2. Another popular method is also based on human weaknesses. A person receives a text that says they have won something—supposedly from a mobile phone company or a radio station. To claim the prize, winners just have to do one small thing: either call or send a text to a short code. If they do this, of course, money is withdrawn from their phone account.
3. In third place is the fraudulent locking of computers. When visiting certain websites on a computer, a window will appear on the screen with a message reading: "Your computer is locked. To unlock it, send a text to number … ." People can close this window themselves, but, unfortunately, not everyone knows how. Scam artists count on this very lack of tech savvy.

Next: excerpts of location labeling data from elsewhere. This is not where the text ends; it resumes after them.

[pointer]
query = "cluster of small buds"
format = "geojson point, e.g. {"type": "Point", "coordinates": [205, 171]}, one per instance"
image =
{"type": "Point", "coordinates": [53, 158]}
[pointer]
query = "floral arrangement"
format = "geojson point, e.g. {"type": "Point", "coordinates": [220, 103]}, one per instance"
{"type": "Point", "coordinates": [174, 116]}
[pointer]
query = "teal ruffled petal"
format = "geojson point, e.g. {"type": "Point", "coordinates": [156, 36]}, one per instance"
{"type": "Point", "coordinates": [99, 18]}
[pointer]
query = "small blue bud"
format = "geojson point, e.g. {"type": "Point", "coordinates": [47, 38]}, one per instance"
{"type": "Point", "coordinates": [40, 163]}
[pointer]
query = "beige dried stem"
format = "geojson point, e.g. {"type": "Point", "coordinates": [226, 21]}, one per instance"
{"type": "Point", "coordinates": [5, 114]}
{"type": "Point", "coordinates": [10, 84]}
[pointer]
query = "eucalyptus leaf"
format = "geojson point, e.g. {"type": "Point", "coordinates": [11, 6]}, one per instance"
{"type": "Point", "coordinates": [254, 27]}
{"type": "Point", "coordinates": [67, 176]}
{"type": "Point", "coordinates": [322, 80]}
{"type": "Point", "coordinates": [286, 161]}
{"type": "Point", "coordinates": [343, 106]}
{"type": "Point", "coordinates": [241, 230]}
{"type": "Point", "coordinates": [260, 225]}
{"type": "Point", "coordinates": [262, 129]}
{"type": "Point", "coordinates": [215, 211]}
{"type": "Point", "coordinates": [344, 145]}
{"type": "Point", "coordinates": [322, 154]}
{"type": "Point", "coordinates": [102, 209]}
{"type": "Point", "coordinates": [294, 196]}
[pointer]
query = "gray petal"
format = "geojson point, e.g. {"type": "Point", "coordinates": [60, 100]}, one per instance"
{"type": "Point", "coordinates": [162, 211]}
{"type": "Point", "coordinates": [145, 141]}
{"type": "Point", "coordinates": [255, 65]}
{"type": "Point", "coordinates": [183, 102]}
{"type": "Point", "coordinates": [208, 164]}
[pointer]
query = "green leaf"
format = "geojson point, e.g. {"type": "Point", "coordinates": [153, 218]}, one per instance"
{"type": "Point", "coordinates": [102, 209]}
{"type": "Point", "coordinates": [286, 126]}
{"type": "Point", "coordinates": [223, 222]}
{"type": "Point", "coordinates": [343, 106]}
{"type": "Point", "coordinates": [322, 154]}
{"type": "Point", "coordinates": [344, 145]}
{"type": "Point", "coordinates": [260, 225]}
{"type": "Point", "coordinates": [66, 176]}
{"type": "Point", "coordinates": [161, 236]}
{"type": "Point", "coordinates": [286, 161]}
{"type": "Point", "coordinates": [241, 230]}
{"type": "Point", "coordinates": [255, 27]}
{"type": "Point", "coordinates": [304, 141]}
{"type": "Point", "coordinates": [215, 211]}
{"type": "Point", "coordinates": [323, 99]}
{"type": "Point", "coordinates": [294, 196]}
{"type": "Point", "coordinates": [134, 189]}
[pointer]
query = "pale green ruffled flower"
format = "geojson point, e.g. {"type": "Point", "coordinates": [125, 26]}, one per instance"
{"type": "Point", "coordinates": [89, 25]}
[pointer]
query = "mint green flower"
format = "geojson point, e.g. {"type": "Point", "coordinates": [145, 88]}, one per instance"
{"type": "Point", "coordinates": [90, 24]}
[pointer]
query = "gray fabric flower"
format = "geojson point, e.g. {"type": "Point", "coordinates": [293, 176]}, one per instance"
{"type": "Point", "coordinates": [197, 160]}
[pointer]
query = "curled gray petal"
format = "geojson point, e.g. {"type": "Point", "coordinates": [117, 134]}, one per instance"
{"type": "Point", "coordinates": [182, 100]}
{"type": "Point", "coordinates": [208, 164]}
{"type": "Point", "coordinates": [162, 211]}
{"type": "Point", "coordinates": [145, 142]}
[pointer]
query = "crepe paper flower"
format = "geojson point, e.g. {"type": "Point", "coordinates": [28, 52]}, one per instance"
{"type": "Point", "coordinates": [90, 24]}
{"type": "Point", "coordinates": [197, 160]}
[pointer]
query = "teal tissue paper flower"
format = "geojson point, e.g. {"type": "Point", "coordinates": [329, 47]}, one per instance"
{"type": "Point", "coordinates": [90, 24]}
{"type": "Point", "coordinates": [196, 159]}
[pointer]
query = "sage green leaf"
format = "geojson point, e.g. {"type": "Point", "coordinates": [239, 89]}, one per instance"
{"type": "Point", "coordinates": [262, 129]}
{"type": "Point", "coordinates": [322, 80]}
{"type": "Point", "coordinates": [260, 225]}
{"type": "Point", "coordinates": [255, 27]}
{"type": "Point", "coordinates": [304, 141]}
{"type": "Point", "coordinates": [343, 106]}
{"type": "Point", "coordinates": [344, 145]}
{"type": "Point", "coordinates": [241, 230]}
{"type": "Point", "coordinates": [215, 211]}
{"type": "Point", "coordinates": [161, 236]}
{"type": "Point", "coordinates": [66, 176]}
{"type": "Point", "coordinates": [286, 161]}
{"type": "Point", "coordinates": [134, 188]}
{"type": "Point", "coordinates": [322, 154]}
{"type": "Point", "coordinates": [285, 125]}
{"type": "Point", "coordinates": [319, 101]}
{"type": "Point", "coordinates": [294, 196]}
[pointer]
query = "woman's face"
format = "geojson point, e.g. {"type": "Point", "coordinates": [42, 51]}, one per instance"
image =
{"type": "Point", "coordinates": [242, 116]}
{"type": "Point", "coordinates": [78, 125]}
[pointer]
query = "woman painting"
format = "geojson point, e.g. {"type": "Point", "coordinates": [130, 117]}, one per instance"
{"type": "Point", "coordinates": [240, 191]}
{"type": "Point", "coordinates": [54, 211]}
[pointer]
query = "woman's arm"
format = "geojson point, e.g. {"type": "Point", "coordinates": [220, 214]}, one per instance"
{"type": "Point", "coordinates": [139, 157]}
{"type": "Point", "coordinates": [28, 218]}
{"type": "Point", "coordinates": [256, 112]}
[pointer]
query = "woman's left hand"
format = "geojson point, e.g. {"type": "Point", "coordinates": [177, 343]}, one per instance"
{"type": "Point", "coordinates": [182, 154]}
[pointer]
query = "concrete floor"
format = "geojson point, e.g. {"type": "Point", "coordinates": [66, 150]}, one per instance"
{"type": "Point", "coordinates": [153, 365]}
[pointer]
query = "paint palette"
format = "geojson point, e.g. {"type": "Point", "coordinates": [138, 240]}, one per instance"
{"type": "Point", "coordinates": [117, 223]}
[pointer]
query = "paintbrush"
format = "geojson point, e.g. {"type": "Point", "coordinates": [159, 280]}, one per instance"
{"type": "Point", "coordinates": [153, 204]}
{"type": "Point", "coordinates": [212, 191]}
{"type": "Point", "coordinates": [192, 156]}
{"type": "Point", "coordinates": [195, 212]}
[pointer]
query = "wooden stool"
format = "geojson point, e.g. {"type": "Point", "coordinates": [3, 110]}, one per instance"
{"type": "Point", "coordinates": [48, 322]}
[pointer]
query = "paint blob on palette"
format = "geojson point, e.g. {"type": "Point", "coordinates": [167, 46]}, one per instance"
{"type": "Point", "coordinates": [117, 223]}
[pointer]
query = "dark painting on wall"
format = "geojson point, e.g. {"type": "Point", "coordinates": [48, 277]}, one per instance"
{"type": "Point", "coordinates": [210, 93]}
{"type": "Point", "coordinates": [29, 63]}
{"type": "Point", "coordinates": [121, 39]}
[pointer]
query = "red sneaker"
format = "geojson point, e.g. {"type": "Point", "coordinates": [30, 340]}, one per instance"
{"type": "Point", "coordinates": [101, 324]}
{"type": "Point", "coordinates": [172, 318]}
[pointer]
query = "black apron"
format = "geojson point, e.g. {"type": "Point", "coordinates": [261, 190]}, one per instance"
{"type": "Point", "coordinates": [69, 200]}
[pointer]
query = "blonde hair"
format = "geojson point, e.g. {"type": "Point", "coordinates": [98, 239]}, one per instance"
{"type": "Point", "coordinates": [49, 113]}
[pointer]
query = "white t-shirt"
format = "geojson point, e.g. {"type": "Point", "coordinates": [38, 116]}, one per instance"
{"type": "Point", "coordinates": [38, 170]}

4. Fourth place goes to texts with links that may be fraudulent, spam, or cost higher rates to view. For example, cell phone users might receive a text that says, "You have received a card. To view, click on the link." By clicking on the link in a text from an unfamiliar number or website with the text, a person can easily lose all of the money on his account—or even more.
5. Recently, scam artists have grown greedy, and the small amount of money on subscriber's phone accounts is too little for them. New scams have appeared that involve credit. The most common is a text with the message that a credit card has been blocked and requires personal information to be unlocked. Banks have always warned their customers to never give out their pin codes or personal information to strangers, but not everyone remembers this.

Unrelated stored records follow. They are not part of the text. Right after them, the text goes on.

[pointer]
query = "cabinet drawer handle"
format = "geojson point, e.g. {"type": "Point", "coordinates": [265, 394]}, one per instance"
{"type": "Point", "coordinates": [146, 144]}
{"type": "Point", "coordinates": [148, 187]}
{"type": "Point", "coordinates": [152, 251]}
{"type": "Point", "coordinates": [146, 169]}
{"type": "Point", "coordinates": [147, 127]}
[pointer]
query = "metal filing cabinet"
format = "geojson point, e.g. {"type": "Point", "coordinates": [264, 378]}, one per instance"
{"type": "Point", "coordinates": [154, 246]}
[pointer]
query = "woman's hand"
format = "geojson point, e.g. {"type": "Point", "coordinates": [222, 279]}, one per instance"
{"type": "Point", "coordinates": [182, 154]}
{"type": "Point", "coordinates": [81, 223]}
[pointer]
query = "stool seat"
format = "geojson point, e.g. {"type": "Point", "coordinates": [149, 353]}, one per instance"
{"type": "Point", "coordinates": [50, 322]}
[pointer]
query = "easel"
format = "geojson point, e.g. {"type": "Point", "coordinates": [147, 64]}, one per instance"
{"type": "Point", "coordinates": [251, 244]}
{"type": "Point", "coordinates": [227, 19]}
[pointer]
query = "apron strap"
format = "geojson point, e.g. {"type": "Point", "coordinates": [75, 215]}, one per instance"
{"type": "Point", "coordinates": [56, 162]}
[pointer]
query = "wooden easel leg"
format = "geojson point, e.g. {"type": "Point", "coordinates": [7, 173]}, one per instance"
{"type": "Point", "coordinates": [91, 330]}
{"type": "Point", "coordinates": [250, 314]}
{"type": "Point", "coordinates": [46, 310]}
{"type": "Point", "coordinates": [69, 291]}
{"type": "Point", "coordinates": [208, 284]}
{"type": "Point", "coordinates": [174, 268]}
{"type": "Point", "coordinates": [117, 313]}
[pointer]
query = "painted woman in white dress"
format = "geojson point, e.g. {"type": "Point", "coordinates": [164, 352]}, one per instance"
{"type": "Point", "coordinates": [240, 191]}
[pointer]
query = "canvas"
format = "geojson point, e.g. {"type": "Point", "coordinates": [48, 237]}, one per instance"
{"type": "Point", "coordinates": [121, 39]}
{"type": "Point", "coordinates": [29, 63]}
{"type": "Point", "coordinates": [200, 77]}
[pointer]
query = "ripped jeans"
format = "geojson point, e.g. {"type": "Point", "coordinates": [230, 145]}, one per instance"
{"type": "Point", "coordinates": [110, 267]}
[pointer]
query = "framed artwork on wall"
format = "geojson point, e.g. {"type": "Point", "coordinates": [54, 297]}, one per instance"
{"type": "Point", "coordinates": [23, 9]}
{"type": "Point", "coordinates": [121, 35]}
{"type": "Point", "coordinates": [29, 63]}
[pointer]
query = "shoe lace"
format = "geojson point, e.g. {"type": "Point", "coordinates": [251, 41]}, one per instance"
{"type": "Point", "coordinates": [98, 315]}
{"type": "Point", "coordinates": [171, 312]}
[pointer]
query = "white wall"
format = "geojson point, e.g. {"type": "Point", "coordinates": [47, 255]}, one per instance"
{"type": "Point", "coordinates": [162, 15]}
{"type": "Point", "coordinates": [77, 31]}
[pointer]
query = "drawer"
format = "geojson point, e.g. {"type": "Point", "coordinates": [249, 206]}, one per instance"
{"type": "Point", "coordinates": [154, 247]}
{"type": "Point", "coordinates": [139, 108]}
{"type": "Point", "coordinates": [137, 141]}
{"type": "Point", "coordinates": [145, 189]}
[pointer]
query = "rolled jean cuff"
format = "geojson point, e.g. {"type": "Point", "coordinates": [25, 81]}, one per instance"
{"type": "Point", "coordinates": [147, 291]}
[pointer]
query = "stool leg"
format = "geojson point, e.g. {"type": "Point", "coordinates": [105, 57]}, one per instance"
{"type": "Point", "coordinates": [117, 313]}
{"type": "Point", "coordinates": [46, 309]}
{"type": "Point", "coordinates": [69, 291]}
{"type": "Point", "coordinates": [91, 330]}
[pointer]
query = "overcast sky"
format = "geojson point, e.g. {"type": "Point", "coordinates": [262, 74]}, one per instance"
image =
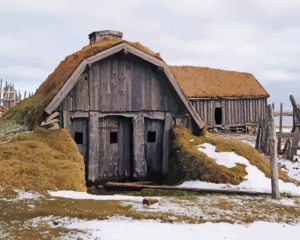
{"type": "Point", "coordinates": [257, 36]}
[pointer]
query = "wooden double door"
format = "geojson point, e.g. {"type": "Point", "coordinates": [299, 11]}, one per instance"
{"type": "Point", "coordinates": [115, 147]}
{"type": "Point", "coordinates": [116, 143]}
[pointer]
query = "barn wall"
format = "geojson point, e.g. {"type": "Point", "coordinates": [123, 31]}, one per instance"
{"type": "Point", "coordinates": [125, 94]}
{"type": "Point", "coordinates": [235, 112]}
{"type": "Point", "coordinates": [123, 83]}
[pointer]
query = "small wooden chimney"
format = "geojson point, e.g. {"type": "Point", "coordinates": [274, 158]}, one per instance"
{"type": "Point", "coordinates": [105, 34]}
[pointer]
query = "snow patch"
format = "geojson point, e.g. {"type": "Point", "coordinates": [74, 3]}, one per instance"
{"type": "Point", "coordinates": [129, 229]}
{"type": "Point", "coordinates": [291, 168]}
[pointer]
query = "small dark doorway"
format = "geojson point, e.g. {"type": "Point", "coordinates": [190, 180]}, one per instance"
{"type": "Point", "coordinates": [218, 116]}
{"type": "Point", "coordinates": [79, 131]}
{"type": "Point", "coordinates": [154, 133]}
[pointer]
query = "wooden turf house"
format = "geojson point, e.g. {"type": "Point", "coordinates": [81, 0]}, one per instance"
{"type": "Point", "coordinates": [223, 98]}
{"type": "Point", "coordinates": [119, 100]}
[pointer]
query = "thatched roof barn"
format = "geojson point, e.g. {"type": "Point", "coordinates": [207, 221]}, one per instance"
{"type": "Point", "coordinates": [223, 98]}
{"type": "Point", "coordinates": [120, 100]}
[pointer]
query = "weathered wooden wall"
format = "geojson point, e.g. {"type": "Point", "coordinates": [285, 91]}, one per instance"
{"type": "Point", "coordinates": [235, 111]}
{"type": "Point", "coordinates": [123, 83]}
{"type": "Point", "coordinates": [125, 94]}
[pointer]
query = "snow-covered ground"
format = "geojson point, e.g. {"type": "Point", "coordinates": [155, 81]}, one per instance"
{"type": "Point", "coordinates": [254, 181]}
{"type": "Point", "coordinates": [291, 168]}
{"type": "Point", "coordinates": [129, 229]}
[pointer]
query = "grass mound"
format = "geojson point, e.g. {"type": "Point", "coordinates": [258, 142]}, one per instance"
{"type": "Point", "coordinates": [42, 160]}
{"type": "Point", "coordinates": [30, 111]}
{"type": "Point", "coordinates": [187, 163]}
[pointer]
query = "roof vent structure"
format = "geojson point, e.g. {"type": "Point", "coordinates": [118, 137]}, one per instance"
{"type": "Point", "coordinates": [105, 34]}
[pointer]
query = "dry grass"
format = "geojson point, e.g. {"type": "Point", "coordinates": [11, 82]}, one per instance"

Under the new amendments to the telecommunications law, customers will now need to open a separate account to pay for additional services. Money can be withdrawn only from that account and only as much as is on that account. In the opinion of experts, the effectiveness of such measures remains an open question: It is possible that the entire market for paid mobile content could be destroyed if customers simply refuse to open a separate account to pay for applications.
Mobile phone providers themselves are trying to protect their customers from fraud, but this does not always help. "There are several basic ways for providers to protect their customers, but they all require additional actions on the part of the customers and therefore are not always effective," says Investkafe analyst Timur Nigmatullin. According to him, the most common protection is hot lines, including provider accounts on social networks.
So-called SMS lines are also used. For example, the mobile service providers Vimpelcom and MTS allow users to forward suspicious texts to a short code where they are checked by a specialist. This is confirmed by the companies. "MTS is, in fact, already complying with the law by informing customers about the cost of services, the content and meaning. For example, in 2012, we began informing customers about the cost of content subscriptions at the time of ordering, and we translated all transactions for processing orders on our website," says MTS representative Dmitry Solodovnikov. Megafon has a special website where users can get all the information on a specific type of scam and report scams to an agent.
The main way to combat scams is to block numbers used by thieves. MTS reports that, on average, they block a million messages each day. Government assistance in protecting subscribers from texting scams is welcomed by providers. "We hope that the direct legislative regulation of providing content and services will help us to combat malicious texts," says Solodovnikov.